Thursday, September 18, 2014
A Tale of Two Incentives (with side notes on Welsh accents and the power of labels)
In early August, the Tennessee Court of Appeals decided a case of first impression, Torres v. Precision Industries, et al., No. W2014-00032-COA-R3-CV (Tenn. Ct. App. Aug. 5, 2014), examining whether an undocumented worker can state a common law claim for wrongful discharge after being fired in retaliation for filing a workers’ compensation claim.
This is the most recent round in a long-running debate in both state and federal courts about the ability of undocumented workers to make claims under labor and employment law and then, if they win, to collect damages. Of interest to me are the assumptions that judges make about the incentives that their decisions in the labor/ employment arena – to recognize or deny a right, or to allow or disallow a backpay award – will create in the immigration arena.
There are two possible incentives that courts have explored. On the one hand, if undocumented workers are allowed to make labor and employment claims and collect damages on the same terms as their documented co-workers, then more people will be enticed to migrate to the United States and obtain jobs without authorization. In this view, denying rights and remedies will reduce undocumented immigration.
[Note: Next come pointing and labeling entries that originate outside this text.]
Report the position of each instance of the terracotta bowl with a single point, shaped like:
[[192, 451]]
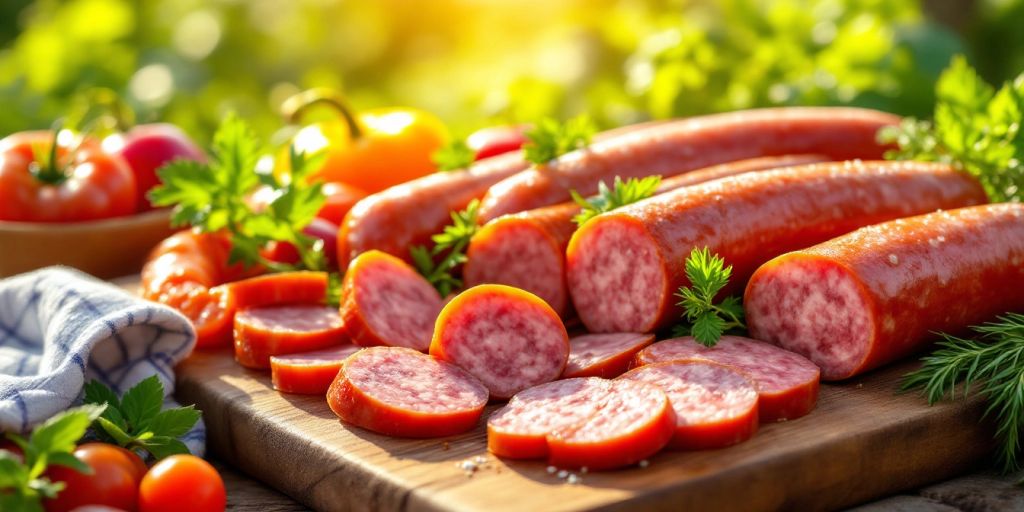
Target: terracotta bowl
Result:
[[108, 248]]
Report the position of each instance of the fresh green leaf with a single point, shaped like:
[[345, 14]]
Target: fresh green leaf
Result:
[[621, 194], [456, 155], [550, 139], [705, 320]]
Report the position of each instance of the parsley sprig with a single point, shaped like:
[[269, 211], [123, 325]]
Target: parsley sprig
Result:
[[212, 198], [452, 242], [705, 320], [454, 156], [23, 484], [137, 421], [976, 128], [550, 139], [994, 363], [620, 195]]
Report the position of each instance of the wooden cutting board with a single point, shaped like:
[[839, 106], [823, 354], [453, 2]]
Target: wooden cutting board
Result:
[[863, 441]]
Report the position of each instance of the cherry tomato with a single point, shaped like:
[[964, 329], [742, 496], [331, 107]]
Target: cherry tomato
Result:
[[115, 479], [382, 146], [496, 140], [69, 182], [182, 479], [145, 148]]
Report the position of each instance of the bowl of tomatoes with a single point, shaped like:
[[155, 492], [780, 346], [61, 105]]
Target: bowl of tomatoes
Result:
[[81, 201]]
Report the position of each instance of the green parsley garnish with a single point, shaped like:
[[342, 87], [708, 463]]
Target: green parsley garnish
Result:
[[704, 320], [976, 129], [454, 156], [137, 421], [452, 241], [621, 194], [212, 198], [23, 484], [550, 139]]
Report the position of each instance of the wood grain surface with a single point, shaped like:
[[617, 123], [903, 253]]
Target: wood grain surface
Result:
[[863, 441]]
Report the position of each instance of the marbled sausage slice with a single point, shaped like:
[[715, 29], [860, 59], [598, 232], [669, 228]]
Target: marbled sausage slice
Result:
[[606, 355], [385, 302], [716, 406], [787, 382], [865, 299], [401, 392], [507, 338]]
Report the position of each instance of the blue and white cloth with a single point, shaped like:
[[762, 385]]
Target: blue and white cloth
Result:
[[60, 328]]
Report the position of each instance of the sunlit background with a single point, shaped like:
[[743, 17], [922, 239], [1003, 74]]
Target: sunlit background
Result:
[[475, 62]]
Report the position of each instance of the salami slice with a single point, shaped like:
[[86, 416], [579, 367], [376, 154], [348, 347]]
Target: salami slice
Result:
[[386, 302], [586, 422], [308, 373], [867, 298], [262, 332], [716, 406], [401, 392], [507, 338], [604, 355], [787, 383]]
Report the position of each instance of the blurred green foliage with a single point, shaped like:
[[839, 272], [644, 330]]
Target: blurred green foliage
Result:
[[480, 61]]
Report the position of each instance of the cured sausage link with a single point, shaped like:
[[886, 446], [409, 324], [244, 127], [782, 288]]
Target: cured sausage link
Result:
[[527, 250], [875, 295], [679, 146], [624, 266]]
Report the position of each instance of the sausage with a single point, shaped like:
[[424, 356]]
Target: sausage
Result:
[[308, 373], [604, 355], [507, 338], [787, 383], [872, 296], [385, 302], [262, 332], [401, 216], [624, 266], [401, 392], [676, 147], [527, 250], [586, 422], [716, 406]]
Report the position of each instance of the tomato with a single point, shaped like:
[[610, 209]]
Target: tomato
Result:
[[496, 140], [115, 479], [181, 479], [145, 148], [41, 181], [380, 148]]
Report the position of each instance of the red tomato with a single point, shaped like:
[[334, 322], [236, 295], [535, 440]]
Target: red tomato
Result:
[[145, 148], [115, 479], [84, 183], [182, 479], [496, 140]]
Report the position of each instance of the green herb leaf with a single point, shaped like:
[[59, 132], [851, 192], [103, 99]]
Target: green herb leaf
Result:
[[550, 139], [621, 194], [705, 320], [454, 156]]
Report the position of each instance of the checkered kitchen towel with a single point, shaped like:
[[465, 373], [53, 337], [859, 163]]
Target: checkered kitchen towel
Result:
[[60, 328]]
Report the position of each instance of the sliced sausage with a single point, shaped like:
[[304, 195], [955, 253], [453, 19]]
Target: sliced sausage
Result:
[[624, 266], [385, 302], [587, 422], [308, 373], [507, 338], [527, 250], [262, 332], [867, 298], [399, 391], [716, 406], [676, 147], [787, 383], [606, 355]]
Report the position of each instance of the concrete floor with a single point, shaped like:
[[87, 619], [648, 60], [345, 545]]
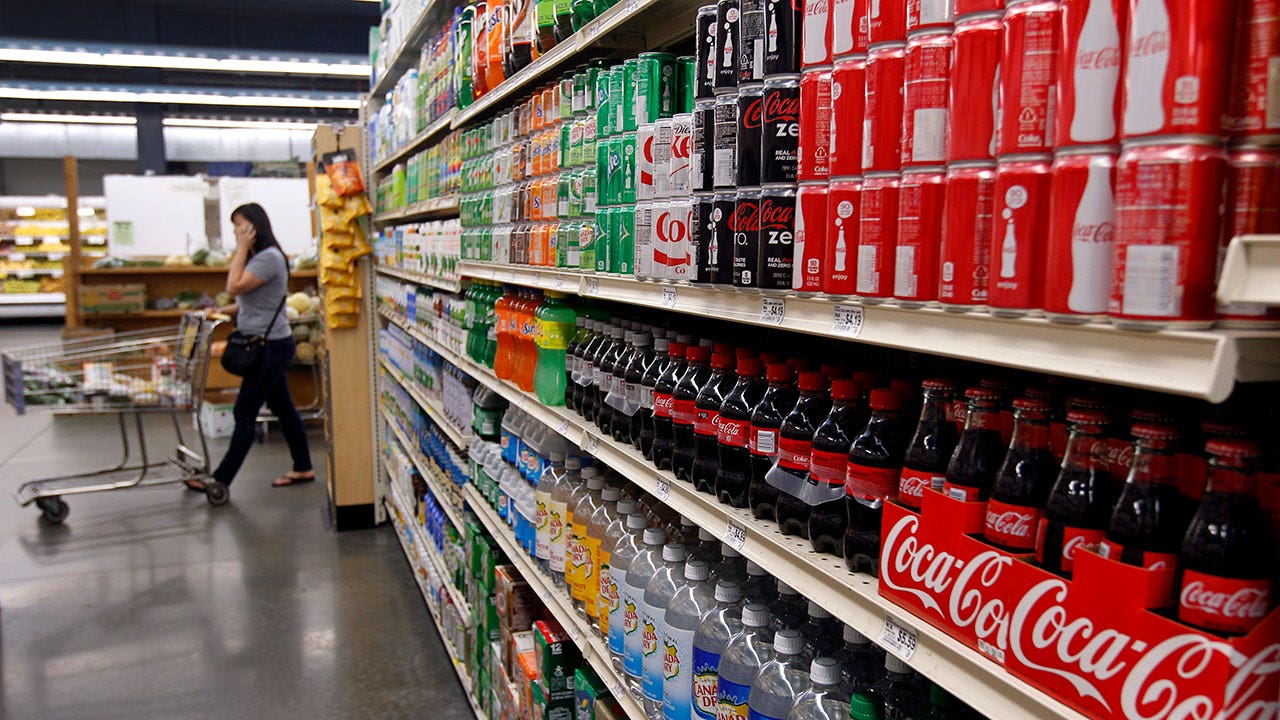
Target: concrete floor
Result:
[[149, 604]]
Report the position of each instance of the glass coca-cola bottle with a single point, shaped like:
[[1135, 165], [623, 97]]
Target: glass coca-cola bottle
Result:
[[1228, 555], [1023, 481], [1079, 505], [828, 519], [931, 447], [707, 420], [871, 478], [981, 449], [732, 437], [767, 417], [795, 446]]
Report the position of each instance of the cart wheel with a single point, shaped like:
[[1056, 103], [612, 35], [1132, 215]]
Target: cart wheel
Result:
[[53, 510], [218, 493]]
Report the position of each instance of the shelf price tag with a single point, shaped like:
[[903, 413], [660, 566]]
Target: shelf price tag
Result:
[[848, 320], [772, 310], [897, 638]]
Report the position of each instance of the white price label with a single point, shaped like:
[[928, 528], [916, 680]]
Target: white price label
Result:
[[848, 320], [897, 638], [668, 297], [735, 536], [772, 310]]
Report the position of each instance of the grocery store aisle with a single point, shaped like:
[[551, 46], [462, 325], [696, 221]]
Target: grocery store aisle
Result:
[[149, 604]]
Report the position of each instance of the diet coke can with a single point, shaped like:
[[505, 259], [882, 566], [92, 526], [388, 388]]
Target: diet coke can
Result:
[[810, 240], [877, 236], [1080, 235], [813, 151], [919, 231], [1018, 235], [844, 219], [848, 104], [882, 123], [974, 104], [777, 238], [1176, 68], [745, 227], [1088, 87], [780, 135], [1028, 71], [926, 90], [1169, 215], [964, 255]]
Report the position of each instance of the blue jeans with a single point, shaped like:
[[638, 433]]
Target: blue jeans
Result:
[[268, 383]]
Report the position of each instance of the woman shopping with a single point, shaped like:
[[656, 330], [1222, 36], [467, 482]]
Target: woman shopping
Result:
[[259, 278]]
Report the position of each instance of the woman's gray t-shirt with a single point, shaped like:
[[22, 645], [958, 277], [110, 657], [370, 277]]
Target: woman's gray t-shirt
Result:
[[257, 305]]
On the other hand, if undocumented workers are less protected by labor and employment law, then unscrupulous employers will be incentivized to hire more undocumented workers precisely because their lack of rights will make them more pliable and cheaper to employ. In this view, denying rights and remedies will increase undocumented immigration.
Perhaps the most famous enunciation of these two views came in the 2002 Supreme Court case, Hoffman Plastic Compounds v. NLRB, where the Rehnquist-led majority took the former view and the Breyer-led dissenters took the latter.
The Tennessee Appeals Court has now weighed in on the side of the Hoffman dissenters, holding that “[W]e find that depriving unauthorized aliens of an avenue to bring a retaliatory discharge claim could potentially increase the incentive of employers to hire illegal workers that they could terminate if a workers' compensation claim was filed. . . It also decreases the burden on employers to provide and maintain a safe workplace, if an employer can easily escape paying workers' compensation for an injury by firing an unauthorized alien employee without consequence.”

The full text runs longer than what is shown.